Arab League Backs Middle East Peace Talks to Start Next Week [UPDATE]

May 2, 2010 Updated: October 1, 2015

Secretary General of the Arab League Amr Mussa. The League has given support to a resumption of peace talks between Israel and Palestine. (Mahmud Turkia/AFP/Getty Images)
Secretary General of the Arab League Amr Mussa. The League has given support to a resumption of peace talks between Israel and Palestine. (Mahmud Turkia/AFP/Getty Images)
JERUSALEM—Proximity peace talks between Israel and the Palestinians are due to start this week. On Saturday night, the Arab League of States gave its public endorsement of the talks. Arab support came after U.S. Secretary of State Hillary Clinton announced that the talks would resume during a Friday press briefing with Kuwait’s Deputy Prime Minister Muhammad al-Sabah. Syria and Lebanon are withholding support for the talks.

The talks will not be face-to-face, but will be facilitated by the United States.

“Ultimately, we want to see the parties in direct negotiations and working out all the difficult issues,” said Clinton during the Friday press briefing. She said the talks will resume pending the return of George Mitchell, the U.S.’s special envoy to the Middle East.

Clinton made a final rally of support for peace talks as late as last Thursday night at a speech to the American Jewish Committee’s annual dinner, emphasizing the importance of Israel’s security.

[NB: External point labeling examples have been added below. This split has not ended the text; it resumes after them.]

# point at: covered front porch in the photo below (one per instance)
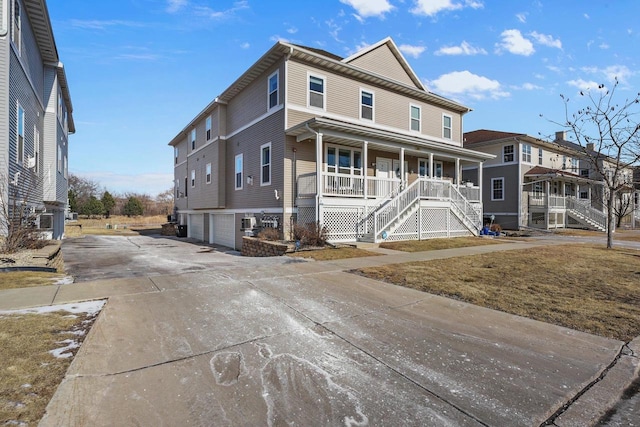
(363, 170)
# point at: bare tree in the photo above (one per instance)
(608, 133)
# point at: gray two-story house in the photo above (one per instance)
(357, 144)
(35, 118)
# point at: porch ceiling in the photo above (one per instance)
(352, 134)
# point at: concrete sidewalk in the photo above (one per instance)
(259, 342)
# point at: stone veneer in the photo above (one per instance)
(259, 248)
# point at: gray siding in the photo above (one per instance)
(382, 61)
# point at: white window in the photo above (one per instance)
(20, 136)
(508, 154)
(316, 91)
(366, 105)
(415, 118)
(16, 33)
(239, 172)
(497, 189)
(265, 164)
(446, 126)
(272, 92)
(526, 153)
(344, 160)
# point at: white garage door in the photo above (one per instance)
(223, 230)
(195, 227)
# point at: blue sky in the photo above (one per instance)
(140, 70)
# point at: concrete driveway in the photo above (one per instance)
(195, 336)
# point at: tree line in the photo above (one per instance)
(87, 197)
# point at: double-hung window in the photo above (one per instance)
(415, 118)
(446, 126)
(508, 154)
(526, 153)
(272, 92)
(316, 92)
(497, 189)
(238, 172)
(20, 136)
(265, 164)
(366, 105)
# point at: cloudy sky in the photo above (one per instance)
(139, 70)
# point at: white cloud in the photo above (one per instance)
(413, 51)
(546, 40)
(464, 49)
(465, 83)
(514, 42)
(367, 8)
(175, 5)
(433, 7)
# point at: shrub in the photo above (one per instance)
(269, 233)
(310, 234)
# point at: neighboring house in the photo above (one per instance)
(358, 144)
(537, 183)
(35, 116)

"Israel's right to exist is non-negotiable and no lasting peace is possible unless that is accepted," said Clinton during her speech. "Regional peace must begin with the recognition by every party that the United States will always stand behind Israel's security."

But the Obama administration gave its support, it has also made a point of noting that any talks need to yield tangible results. According to information obtained from senior Israeli officials by the Israeli newspaper Haaretz, President Obama has told several European leaders that if the talks aren’t concluded by September or October, he will convene an international summit on achieving Mideast peace.

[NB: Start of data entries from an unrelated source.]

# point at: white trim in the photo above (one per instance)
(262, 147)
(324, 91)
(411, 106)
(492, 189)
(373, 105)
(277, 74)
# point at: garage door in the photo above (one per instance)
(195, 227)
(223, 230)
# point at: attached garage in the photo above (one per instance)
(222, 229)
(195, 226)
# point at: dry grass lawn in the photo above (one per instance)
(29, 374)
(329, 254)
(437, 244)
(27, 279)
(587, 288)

During the Friday press briefing, Clinton reiterated the need for a two-state solution, adding that talks are necessary for the Middle East to “realize its full potential.”

The United States is seeking a two-state solution that will be negotiated by both parties and result in an independent Palestinian state based on 1967 lines. The United States also says that there should be swaps that guarantee Israel’s goal of a Jewish state.